İkinci rekâta أَعُوذُ بِاللَّهِ مِنَ الشَّيْطَانِ الرَّجِيمِ der. Ardından aşikâr olarak (Hanefi mezhebine göre ise gizlice) besmele çeker. Birinci rekâtta olduğu gibi Fatiha ve zammı sureyi okur. Ancak ikinci rekâtın kıraati birinciye göre biraz kısa tutulur. Kıraattan sonra rükûa varılır. Rükûdan kalkınca sabah namazının farzında ise kunut duası okunur.
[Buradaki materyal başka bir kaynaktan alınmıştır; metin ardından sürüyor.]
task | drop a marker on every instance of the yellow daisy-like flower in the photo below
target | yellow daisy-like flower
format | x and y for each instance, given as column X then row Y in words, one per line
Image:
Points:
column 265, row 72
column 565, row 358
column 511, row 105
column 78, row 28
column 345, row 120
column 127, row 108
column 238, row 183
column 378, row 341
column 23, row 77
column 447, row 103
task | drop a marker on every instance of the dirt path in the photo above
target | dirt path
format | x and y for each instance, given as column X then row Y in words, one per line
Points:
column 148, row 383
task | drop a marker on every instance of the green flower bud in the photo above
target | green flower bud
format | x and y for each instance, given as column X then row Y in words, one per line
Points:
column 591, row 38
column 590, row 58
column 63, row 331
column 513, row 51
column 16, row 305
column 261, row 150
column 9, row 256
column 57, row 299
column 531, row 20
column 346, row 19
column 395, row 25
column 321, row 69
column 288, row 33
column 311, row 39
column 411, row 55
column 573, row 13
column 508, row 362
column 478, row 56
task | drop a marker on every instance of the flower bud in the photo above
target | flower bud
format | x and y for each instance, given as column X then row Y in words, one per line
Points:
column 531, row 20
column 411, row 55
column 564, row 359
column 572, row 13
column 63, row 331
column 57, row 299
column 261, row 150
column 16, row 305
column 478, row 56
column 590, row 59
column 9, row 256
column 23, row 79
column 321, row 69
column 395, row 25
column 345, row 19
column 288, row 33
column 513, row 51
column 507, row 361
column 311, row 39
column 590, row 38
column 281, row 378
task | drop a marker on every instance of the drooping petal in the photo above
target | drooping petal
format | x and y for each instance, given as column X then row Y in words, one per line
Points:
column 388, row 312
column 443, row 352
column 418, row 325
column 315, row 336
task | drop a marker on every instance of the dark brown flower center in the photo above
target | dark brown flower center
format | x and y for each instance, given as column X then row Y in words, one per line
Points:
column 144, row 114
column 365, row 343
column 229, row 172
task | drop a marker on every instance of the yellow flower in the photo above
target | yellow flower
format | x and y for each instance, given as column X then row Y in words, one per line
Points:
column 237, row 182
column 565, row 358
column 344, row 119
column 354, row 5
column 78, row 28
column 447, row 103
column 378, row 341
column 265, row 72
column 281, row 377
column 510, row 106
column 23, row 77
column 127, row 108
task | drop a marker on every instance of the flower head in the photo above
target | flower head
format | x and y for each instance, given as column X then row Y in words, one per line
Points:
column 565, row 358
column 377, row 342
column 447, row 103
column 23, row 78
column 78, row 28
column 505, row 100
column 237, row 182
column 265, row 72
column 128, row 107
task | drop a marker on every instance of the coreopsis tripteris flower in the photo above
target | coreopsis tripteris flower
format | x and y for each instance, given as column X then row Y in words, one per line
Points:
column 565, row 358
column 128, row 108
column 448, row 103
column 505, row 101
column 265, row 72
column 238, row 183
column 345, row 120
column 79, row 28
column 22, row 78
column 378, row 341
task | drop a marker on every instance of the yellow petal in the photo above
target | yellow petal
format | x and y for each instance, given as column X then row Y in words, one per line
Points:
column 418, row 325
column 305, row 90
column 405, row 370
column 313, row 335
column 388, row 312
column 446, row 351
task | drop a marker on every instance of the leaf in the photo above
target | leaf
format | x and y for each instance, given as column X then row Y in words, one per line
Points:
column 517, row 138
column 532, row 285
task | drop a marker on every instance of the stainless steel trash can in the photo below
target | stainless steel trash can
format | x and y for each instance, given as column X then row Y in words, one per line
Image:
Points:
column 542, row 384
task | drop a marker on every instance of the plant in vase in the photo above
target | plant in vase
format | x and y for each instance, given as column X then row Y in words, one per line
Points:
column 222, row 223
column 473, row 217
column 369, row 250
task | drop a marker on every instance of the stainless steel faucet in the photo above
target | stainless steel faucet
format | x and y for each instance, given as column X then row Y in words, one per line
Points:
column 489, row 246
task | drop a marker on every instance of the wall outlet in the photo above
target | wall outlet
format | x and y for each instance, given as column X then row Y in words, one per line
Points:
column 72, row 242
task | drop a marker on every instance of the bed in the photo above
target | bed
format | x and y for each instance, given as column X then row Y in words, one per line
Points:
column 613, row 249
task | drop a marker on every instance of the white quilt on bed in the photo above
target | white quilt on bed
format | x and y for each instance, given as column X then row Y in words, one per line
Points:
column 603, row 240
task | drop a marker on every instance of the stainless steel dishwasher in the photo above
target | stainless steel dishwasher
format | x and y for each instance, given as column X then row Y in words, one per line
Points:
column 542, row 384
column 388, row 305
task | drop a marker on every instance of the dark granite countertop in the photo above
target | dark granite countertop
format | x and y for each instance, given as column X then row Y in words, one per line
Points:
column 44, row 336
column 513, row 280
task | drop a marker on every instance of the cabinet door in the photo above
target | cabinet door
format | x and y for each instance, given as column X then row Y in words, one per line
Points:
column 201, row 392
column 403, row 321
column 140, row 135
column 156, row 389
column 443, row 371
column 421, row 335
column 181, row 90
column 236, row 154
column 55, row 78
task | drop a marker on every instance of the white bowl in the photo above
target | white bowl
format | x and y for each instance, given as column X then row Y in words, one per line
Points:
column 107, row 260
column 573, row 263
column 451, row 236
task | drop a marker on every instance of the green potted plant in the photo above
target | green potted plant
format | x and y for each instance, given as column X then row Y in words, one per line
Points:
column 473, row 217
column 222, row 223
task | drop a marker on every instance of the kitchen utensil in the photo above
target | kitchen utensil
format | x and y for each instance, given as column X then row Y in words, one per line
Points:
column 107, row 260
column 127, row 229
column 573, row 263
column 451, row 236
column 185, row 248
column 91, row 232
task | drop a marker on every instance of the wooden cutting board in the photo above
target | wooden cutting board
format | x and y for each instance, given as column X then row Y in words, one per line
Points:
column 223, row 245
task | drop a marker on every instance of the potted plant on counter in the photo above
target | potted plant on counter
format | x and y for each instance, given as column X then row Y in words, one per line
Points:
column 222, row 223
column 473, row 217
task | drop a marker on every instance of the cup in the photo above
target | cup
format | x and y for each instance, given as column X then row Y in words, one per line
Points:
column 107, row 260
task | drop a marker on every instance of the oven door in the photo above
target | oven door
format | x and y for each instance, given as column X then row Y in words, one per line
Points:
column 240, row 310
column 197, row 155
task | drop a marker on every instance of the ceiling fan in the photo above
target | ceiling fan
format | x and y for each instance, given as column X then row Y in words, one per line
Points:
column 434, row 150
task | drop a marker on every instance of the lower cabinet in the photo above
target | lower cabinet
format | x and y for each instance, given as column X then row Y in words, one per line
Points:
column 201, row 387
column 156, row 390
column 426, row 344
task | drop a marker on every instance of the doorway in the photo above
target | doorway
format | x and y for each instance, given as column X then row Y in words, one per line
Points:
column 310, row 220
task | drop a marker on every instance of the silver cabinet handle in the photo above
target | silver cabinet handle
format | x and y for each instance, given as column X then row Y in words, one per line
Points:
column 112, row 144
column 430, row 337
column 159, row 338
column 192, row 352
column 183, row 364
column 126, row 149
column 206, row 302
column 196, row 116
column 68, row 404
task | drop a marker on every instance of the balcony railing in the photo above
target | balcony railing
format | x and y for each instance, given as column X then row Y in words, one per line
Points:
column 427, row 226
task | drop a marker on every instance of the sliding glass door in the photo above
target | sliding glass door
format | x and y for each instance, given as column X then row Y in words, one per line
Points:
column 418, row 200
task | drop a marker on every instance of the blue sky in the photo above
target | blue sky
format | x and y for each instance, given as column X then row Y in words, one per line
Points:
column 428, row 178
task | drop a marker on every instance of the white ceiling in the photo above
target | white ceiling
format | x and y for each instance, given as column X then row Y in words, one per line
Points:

اَللّٰهُمَّ اهْدِنِي فِيمَنْ هَدَيْتَ، وَعَافِنِي فِيمَنْ عَافَيْتَ، وَتَوَلَّنِي فِيمَنْ تَوَلَّيْتَ، وَبَارِكْ لِي فِيمَا أَعْطَيْتَ، وَقِنِي شَرَّ مَا قَضَيْتَ، فَإِنَّكَ تَقْضِي وَلَا يُقْضَى عَلَيْكَ، وَإِنَّهُ لَا يَذِلُّ مَنْ وَالَيْتَ، وَلَا يَعِزُّ مَنْ عَادَيْتَ، تَبَارَكْتَ رَبَّنَا وَتَعَالَيْتَ، فَلَكَ الْحَمْدُ عَلَى مَا قَضَيْتَ، أَسْتَغْفِرُكَ الّٰلهُمَّ وَأَتوُبُ إلَيْكَ وَصَلّٰى اللهُ عَلَى سَيِّدِنَا مُحَمَّدٍ وَعَلَى آلِهِ وَصَحْبِهِ وَسَلَّمْ

 (Hanefi mezhebine göre kunut duası vitir namazında okunur.) Kunutta eller dua vaziyetinde olduğu gibi semaya kaldırılır. Kunut tamamlanınca eller yüze sürülmeden direk secdeye varılır. İki secdeden sonra üç veya dört rekâtli namazın ilk oturuşuna, iki rekâtlık namazınsa ilk ve aynı zamanda son oturuşuna oturulur. İlk oturuşta iftiraş , son oturuşta ise teverrük şeklinde oturulur. Kadınlar bütün kadelerde teverrük şeklinde otururlar.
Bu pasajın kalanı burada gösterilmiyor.